Plus de souplesse et d'autonomie

Au mois de mai, sur les 72 % des salariés déclarant travailler, plus de la moitié (57%) d’entre eux étaient en télétravail. Dans le secteur privé, ces salariés en télétravail représentent ainsi 41 % de l’ensemble, et la moitié expérimentent cette forme pour la première fois. 

73 % des télétravailleurs en sont satisfaits, un chiffre en hausse de 7 points par rapport au mois d’avril. Et 43 % des nouveaux télétravailleurs estiment que la crise a fait évoluer positivement leur appréciation du télétravail ( 12 points).

Parmi les raisons qui ont convaincu ces nouveaux télétravailleurs : pour 80% des personnes interrogées, il s'agit surtout d'avoir plus de souplesse et de flexibilité pour gérer ses tâches. L'autre raison principale : une plus grande autonomie et davantage de responsabilisation(44%). 

Les bénéfices perçus sur l’engagement au travail , l’efficacité au travail , et la conciliation vie professionnelle / vie personnelle sont également en hausse. 

Vigilance sur la santé 

Malgré les points positifs du télétravail relevés par les salariés, ils sont aussi un nombre non négligeable à exprimer des préoccupations de santé, liées au travail à distance.  27 % des télétravailleurs déclarent que le télétravail en période de confinement a eu un impact négatif sur leur santé physique. 45 % d’entre eux déclarent que le télétravail, dans cette situation particulière, a entrainé une dégradation de leurs postures de travail, et 25% une dégradation de leurs pratiques alimentaires.
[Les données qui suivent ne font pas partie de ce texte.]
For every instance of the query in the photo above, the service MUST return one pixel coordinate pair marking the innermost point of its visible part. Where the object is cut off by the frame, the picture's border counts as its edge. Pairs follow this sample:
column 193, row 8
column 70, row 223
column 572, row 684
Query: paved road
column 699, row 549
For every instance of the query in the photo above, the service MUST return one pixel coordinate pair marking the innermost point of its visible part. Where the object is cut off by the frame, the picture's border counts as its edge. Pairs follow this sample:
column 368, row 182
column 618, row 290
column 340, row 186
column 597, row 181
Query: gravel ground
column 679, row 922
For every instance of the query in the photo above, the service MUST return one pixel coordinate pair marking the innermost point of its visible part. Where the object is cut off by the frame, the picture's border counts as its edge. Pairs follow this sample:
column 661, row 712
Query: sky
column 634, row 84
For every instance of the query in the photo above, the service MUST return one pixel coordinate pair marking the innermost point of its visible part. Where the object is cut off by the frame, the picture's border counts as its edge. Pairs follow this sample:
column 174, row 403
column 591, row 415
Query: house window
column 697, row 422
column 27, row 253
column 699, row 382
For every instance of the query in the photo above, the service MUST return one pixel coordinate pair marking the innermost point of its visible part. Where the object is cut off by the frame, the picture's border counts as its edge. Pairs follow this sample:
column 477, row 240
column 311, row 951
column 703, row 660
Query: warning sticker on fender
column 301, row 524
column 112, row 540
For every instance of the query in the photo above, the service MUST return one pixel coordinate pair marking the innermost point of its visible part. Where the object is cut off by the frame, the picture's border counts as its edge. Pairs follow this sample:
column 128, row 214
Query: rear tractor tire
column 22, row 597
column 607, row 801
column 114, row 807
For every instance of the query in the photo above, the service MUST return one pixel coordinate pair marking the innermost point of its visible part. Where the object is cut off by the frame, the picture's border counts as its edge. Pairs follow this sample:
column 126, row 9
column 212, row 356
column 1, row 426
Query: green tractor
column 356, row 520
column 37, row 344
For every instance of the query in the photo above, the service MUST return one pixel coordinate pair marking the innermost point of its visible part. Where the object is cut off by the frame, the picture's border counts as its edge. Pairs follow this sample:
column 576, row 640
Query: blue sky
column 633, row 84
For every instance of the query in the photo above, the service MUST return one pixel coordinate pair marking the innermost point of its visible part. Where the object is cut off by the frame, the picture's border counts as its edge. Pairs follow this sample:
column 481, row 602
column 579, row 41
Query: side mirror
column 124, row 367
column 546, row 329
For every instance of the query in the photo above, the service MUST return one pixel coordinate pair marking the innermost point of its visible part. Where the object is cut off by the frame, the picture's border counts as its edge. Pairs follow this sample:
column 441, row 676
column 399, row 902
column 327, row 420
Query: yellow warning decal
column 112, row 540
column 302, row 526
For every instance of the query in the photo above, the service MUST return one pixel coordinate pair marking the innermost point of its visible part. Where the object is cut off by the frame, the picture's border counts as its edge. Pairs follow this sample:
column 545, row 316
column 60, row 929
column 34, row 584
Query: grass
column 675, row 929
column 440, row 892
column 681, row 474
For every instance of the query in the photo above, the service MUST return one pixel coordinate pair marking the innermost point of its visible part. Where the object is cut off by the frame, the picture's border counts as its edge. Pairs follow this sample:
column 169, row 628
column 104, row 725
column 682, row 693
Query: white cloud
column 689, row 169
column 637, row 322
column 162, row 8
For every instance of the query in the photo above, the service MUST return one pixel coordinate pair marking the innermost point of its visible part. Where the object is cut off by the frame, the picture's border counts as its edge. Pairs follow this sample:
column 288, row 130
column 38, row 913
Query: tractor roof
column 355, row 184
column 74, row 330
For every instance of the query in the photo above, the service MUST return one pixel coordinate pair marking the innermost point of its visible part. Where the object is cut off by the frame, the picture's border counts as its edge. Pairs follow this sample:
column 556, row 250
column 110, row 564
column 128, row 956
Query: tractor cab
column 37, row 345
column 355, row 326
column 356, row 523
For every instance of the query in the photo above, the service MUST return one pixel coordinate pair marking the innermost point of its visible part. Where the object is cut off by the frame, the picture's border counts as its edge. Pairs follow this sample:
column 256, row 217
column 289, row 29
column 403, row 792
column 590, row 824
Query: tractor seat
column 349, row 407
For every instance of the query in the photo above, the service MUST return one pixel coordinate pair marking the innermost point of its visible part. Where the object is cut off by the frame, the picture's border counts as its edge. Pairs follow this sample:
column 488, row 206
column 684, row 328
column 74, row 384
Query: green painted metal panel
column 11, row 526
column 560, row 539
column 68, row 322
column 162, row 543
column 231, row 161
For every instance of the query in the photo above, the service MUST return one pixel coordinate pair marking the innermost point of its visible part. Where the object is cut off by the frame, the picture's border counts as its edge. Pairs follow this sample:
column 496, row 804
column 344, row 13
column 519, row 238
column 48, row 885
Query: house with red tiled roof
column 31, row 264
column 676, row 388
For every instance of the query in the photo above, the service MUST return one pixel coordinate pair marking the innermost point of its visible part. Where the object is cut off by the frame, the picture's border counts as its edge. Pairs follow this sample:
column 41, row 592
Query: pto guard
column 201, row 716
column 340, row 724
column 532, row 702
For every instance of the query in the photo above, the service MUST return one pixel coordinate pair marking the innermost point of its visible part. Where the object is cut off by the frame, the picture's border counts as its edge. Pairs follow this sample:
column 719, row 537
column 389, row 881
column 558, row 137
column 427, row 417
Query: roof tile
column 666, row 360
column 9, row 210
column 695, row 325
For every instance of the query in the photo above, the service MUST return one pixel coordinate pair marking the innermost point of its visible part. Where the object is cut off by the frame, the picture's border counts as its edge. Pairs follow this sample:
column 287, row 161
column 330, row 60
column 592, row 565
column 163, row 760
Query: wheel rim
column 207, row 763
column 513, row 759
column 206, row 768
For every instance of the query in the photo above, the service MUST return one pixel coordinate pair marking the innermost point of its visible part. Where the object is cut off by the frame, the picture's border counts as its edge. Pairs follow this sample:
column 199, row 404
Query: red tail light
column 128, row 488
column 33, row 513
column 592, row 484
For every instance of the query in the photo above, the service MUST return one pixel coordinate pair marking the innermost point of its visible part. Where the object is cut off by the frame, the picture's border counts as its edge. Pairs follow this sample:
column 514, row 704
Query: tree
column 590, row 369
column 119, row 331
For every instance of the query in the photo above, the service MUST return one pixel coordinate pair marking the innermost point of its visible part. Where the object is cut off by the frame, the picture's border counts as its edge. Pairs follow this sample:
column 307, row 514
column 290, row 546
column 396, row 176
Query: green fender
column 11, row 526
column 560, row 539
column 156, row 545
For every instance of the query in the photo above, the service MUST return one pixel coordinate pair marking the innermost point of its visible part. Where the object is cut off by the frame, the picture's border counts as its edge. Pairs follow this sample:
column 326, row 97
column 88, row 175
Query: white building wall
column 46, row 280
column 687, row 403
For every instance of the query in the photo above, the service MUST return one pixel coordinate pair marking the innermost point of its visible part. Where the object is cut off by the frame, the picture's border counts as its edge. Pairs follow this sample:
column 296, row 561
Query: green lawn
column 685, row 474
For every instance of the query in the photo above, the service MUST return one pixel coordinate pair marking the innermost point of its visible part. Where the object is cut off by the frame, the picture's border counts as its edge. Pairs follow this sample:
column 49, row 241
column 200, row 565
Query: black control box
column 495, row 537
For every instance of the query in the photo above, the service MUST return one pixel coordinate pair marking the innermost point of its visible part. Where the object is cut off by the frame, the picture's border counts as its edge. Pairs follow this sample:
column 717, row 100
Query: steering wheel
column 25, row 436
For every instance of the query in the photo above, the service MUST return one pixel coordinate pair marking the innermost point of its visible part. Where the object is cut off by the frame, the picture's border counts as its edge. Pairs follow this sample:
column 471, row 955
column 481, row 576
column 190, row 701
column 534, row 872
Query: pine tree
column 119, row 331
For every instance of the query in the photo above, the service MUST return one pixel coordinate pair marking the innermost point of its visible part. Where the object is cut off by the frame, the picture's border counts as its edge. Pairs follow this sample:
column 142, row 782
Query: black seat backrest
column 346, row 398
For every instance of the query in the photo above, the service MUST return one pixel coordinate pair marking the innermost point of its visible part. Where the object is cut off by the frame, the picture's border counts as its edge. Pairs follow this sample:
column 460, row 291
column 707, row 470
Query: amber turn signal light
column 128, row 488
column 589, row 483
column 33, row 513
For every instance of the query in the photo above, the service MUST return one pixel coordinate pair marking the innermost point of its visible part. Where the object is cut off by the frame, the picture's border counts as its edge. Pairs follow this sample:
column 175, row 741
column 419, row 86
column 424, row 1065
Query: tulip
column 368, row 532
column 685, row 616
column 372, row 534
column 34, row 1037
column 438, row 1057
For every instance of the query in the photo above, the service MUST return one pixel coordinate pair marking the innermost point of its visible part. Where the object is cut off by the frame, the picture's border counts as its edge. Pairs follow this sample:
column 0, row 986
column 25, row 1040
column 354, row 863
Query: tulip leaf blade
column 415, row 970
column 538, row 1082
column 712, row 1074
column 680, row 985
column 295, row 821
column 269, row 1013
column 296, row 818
Enfin, 33% évoquent un sommeil dégradé. 

L'impact est aussi psychologique. 31 % des salariés déclarent que le télétravail en période de confinement a eu un impact négatif sur leur santé psychologique. Les principales raisons : 48 % ( 3 points) ont du mal à se déconnecter du travail ; 32 % ( 4 points) indiquent une augmentation de leur charge mentale, et 39 % des télétravailleurs se disent "souvent stressés" Un niveau de stress qui a augmenté depuis la crise pour 36 % d’entre eux.